Baby, you’re a Beatles fan: The monthly readers poll for April 2013 is dominated by Fab Four-related stuff — though, ultimately, Deep Purple’s terrific new effort topped the newest Something Else! list.
A concert souvenir from Ringo Starr’s latest guest-packed edition of his All-Starr band charted highest among the Beatles stuff last month, as the ever-affable drummer was joined by Gregg Rolie of Journey/Santana, Steve Lukather of Toto, Todd Rundgren and others at the historic Ryman in Nashville.
A scorching vocal turn by John Lennon on “Honey Don’t,” delivered in a 1963 performance for the BBC was next, then a seemingly deathless debate on the relative merits of a few tracks we’ve deemed decidedly un-Fab. Our readers also flocked to a new song from Lennon’s son Julian, who was joined on “Someday” by pal Steven Tyler of Aerosmith.
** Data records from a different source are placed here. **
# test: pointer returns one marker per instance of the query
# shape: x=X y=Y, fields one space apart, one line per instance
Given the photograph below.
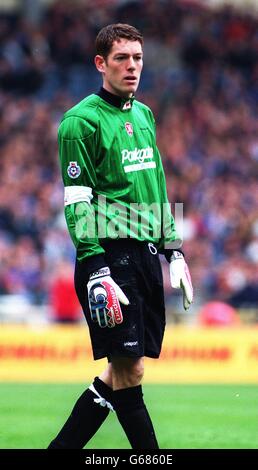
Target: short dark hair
x=114 y=32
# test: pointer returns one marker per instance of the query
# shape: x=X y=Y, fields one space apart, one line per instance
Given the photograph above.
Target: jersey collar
x=123 y=103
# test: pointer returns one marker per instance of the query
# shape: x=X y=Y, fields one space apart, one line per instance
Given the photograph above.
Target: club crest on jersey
x=129 y=128
x=73 y=170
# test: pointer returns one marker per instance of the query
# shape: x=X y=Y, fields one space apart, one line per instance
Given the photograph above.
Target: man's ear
x=100 y=63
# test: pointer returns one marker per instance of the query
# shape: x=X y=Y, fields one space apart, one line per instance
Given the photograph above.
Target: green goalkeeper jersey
x=113 y=175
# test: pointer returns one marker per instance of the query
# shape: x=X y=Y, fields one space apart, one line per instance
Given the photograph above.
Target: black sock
x=134 y=418
x=86 y=418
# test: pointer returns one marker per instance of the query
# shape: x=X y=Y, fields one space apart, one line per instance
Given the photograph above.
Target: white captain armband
x=74 y=194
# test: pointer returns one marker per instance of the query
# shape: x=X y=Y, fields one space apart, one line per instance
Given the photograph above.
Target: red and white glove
x=104 y=297
x=180 y=277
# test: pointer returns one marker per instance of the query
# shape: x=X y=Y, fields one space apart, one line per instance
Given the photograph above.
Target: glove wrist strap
x=100 y=273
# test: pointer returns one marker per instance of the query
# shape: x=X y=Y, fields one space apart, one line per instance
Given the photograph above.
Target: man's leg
x=88 y=414
x=128 y=402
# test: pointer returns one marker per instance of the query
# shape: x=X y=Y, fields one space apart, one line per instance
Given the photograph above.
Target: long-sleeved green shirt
x=113 y=175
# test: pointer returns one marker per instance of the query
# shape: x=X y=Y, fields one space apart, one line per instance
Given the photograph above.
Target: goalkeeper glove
x=180 y=277
x=104 y=297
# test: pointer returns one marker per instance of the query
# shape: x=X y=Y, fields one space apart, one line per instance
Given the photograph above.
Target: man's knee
x=127 y=372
Elsewhere in this monthly poll, decided via page views for original content, we have the new studio album from Rundgren — who, as the fates would have it, also toured with a Beatle recently.
So, enough already. There are no obvious mop-topped connections for the rest of our honorees.
Breaking news from the Steven Wilson camp, an intriguing new recording of 1900-era songs featuring the Band’s Garth Hudson and piping hot reunion tracks from Fleetwood Mac and Black Sabbath also made the Top 10 for April.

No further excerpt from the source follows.